Standard deviation

julioeu99 · May 27, 2020, 9:55pm

Hi, i want to calculate the standard deviation for this distance:
de+=distance.euclidean(output,input)

That´s what i tried:
print(de.std(dim=1))

Then i get the following error: AttributeError: ‘float’ object has no attribute ‘std’
What am i doing wrong here?

Nikronic · May 28, 2020, 11:44am

Hi,

I think based on your error, euclidean distance will return a float number for any two nd matrix. So de+= is always a float number. std cannot be computed for a single float number.

Could you please provide what library you are using for calculating euclidean distance?

But typically, you can calculate it using torch.dist(output, input, 2). Here is the documentation.

Bests

julioeu99 · May 28, 2020, 7:13pm

Wrong question, sorry. How can i calculate the mean of de?

       ne=ne.detach().cpu().numpy()           
       naa=naa.detach().cpu().numpy()           
       de=0
       for ne, naa in zip(ne, naa):          
         de+=distance.euclidean(naa,ne)

Nikronic · May 28, 2020, 7:32pm

I think torch.dist(ne, naa, 2) will do the trick. No need to convert it to numpy or transfer it to CPU.

julioeu99 · May 28, 2020, 7:39pm

I need to do what i did, for other things in the program. What i want, is just to calculate the mean of the values given by variable: de
I know that it is very easy, but can you explain me, how can i do that?

Nikronic · May 28, 2020, 8:01pm

Could you please print the shape of ne and naa?

julioeu99 · May 28, 2020, 8:05pm

Of course. Both shape: (784,)

Nikronic · May 28, 2020, 8:13pm

With this shape of inputs, de only can be a single float number. Mean of a single number is itself.
By below code

You are adding 768 distances which will result in a single number. Are you looking for having a list of 768 separate distances then calculating mean for them?

julioeu99 · May 28, 2020, 8:22pm

This loop is always printing the distance values, and then end, when finished iterating all data.

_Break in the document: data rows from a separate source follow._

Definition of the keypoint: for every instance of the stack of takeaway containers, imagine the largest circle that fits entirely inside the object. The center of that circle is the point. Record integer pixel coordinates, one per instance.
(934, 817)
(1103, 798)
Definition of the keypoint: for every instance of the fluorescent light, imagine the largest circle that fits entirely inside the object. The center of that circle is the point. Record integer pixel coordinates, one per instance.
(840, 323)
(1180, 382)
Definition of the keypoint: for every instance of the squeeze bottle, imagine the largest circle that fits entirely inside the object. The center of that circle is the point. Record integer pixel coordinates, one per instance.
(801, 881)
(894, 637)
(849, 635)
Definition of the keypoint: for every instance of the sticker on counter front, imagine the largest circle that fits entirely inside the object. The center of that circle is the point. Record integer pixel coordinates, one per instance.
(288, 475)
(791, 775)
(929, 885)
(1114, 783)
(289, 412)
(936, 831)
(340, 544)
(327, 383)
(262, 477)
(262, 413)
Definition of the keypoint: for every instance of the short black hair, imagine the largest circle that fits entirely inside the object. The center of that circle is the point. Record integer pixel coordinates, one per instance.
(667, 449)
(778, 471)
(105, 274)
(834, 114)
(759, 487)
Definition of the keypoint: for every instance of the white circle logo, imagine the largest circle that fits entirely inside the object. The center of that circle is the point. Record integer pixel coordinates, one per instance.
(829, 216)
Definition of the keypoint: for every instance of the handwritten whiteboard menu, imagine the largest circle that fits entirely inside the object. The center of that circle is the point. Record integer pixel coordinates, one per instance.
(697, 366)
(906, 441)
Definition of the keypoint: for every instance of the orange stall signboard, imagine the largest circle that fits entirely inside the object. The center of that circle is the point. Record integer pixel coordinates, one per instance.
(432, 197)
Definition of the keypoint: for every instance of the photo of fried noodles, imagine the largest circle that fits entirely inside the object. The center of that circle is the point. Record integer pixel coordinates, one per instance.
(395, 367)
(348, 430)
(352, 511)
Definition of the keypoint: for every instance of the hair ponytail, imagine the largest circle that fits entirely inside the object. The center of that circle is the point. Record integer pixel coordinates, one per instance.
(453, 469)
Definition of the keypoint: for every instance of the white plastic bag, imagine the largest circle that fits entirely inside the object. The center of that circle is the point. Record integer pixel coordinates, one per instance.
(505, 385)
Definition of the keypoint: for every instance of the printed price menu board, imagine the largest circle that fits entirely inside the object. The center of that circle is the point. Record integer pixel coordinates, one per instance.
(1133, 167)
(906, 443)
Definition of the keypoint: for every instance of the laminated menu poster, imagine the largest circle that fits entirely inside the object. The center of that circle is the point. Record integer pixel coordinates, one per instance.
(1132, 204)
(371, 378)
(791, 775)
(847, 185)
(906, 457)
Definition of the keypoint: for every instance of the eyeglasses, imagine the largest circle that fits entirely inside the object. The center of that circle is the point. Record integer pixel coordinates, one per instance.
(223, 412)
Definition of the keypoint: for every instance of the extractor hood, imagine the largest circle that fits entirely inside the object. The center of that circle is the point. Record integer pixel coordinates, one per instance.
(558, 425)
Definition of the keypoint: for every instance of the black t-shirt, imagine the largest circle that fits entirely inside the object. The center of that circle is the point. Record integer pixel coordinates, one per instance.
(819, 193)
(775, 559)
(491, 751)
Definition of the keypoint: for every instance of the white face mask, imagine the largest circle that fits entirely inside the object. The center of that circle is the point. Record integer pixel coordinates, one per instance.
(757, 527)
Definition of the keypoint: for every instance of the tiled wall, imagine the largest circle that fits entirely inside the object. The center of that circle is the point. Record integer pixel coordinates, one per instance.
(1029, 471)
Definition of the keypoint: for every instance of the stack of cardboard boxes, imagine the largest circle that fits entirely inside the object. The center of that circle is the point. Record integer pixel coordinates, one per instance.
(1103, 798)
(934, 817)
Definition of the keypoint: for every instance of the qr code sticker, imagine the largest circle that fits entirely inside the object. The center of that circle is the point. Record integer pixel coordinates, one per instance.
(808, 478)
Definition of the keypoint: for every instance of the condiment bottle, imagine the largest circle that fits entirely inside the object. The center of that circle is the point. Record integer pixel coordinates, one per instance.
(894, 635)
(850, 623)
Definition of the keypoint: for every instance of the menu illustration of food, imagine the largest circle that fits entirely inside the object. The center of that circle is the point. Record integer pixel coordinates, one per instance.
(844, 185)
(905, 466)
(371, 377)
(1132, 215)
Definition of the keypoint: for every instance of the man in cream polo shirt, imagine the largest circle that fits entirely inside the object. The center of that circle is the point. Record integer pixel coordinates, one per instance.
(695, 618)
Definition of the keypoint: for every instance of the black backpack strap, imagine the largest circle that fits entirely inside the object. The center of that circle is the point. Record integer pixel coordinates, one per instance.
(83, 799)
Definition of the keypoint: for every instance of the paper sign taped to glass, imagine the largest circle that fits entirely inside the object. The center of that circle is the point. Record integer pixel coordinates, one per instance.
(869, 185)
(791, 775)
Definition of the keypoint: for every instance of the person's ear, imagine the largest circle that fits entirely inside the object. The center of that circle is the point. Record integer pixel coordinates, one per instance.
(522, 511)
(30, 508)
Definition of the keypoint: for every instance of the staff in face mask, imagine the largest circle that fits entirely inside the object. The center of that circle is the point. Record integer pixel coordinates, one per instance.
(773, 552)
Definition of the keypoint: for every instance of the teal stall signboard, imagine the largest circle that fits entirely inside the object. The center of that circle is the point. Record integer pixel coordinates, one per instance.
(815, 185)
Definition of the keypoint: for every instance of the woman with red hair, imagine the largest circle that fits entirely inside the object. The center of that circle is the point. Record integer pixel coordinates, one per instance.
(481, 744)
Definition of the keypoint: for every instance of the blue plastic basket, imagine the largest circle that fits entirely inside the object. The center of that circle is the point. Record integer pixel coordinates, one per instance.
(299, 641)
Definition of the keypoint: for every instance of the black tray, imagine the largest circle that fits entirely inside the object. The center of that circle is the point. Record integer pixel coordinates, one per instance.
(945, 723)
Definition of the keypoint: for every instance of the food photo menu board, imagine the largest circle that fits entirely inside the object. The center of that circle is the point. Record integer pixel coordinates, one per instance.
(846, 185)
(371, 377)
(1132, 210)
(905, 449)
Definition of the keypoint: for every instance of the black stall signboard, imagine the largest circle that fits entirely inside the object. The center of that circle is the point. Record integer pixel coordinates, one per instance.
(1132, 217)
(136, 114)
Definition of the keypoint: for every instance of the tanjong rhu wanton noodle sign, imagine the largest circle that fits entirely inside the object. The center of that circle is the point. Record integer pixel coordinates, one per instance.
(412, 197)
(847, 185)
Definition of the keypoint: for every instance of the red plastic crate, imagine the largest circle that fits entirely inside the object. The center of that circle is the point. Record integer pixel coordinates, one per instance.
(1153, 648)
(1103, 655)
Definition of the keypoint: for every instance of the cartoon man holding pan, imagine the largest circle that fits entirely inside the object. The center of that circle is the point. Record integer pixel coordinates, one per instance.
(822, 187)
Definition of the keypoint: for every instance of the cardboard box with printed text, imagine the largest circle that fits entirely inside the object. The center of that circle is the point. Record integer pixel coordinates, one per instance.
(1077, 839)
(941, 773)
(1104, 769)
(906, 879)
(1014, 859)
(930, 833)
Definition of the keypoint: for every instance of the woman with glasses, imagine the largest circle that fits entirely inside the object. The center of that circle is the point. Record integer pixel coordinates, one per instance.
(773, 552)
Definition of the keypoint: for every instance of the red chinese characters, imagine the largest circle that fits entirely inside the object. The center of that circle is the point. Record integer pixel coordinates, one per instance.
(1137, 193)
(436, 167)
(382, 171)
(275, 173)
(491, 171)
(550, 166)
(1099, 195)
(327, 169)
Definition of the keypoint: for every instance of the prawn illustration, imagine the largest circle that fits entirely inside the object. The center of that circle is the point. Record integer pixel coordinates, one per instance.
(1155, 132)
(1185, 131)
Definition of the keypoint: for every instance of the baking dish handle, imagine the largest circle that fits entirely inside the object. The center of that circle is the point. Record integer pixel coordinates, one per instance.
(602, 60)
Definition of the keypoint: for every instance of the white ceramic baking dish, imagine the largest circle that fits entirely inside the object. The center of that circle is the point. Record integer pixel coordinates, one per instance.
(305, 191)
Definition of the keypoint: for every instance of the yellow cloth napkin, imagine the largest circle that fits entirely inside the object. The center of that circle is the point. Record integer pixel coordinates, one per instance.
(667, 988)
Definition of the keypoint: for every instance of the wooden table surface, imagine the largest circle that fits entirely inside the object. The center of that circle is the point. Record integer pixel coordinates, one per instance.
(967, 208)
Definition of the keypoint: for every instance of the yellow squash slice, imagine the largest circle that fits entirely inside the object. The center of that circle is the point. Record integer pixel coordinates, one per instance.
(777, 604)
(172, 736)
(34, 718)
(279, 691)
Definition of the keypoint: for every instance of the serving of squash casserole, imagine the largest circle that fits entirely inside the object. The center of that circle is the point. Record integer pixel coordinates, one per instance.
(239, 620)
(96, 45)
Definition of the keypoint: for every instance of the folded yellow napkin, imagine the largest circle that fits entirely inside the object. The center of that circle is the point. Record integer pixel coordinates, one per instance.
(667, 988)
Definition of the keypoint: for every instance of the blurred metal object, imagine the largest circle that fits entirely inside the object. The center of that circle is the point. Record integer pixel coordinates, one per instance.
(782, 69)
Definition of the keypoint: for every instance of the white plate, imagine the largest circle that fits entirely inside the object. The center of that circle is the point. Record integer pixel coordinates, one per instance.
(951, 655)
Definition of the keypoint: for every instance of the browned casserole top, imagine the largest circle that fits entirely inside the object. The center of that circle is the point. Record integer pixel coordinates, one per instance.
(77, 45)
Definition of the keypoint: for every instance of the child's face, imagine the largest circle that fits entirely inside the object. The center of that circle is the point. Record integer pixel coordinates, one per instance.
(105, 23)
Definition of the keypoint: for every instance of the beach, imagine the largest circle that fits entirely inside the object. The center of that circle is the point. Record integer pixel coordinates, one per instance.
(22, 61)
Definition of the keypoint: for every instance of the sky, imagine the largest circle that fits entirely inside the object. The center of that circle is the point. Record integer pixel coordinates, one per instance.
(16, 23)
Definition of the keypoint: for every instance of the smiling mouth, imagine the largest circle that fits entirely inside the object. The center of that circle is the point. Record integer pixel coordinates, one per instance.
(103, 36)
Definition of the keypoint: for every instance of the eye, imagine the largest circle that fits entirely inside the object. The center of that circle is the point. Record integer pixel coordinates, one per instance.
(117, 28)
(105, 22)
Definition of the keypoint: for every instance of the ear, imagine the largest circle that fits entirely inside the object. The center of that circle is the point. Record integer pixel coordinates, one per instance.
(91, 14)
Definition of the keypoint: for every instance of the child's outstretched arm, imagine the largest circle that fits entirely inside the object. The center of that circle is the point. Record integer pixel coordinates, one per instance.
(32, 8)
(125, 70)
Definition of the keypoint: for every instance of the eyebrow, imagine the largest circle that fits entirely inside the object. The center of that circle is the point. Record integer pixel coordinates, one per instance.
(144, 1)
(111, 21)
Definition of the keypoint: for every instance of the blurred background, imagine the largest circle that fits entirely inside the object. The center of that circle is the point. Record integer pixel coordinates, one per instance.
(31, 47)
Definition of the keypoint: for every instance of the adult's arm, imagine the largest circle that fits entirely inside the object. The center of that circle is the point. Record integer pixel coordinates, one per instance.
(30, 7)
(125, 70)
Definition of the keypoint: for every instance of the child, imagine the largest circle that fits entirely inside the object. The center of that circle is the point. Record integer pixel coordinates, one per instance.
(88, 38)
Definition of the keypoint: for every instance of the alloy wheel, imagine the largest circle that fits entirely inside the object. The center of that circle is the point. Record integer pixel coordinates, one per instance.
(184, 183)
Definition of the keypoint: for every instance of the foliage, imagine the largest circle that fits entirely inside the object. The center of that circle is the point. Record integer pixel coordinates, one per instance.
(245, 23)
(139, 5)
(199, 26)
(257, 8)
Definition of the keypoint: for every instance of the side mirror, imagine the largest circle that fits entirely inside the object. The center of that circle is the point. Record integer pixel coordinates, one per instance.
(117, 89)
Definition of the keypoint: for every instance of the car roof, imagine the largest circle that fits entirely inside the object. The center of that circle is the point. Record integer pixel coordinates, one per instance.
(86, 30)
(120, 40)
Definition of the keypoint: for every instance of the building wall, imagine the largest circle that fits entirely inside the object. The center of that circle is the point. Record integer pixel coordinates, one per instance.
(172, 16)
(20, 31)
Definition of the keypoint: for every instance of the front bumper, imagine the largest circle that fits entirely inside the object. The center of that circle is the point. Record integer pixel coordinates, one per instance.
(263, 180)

      ne=ne.detach().cpu().numpy()           
      naa=naa.detach().cpu().numpy()           
      de=0
      for ne, naa in zip(ne, naa):          
        de+=distance.euclidean(naa,ne)
      print(de/size_batch)

I want to calculate the mean of all printed values, it is clear now what i want to do?
The print, prints values like: 3.21412
3.124124
3.112412
3.42121
And i want to calculate the mean of all this printed values.

Nikronic · May 28, 2020, 8:42pm

In this case you just doing fine. Just use different variables for looping:

ne = np.randn(768,)
naa = np.randn(768,)

de=np.zeros((1, ))
for ne_, naa_ in zip(ne, naa):          
    de+=np.sqrt((ne_ - naa_)**2)
de/ne.shape[0]

But using loops are not efficient. The more optimized way to this using numpy:

np.sum(np.sqrt((ne - naa)**2)) / ne.shape[0]

Sklearn:

from sklearn.metrics.pairwise import euclidean_distances
np.sum(np.diag(euclidean_distances(ne.reshape(-1, 1), naa.reshape(-1, 1))))/ne.shape[0]

Sorry that I did not understand your question very well.

Bests

julioeu99 · May 28, 2020, 10:14pm

Thank you, for the detailed explaination you helped me a lot. Just for curiosity, in my previous loop, how can i calculate the mean?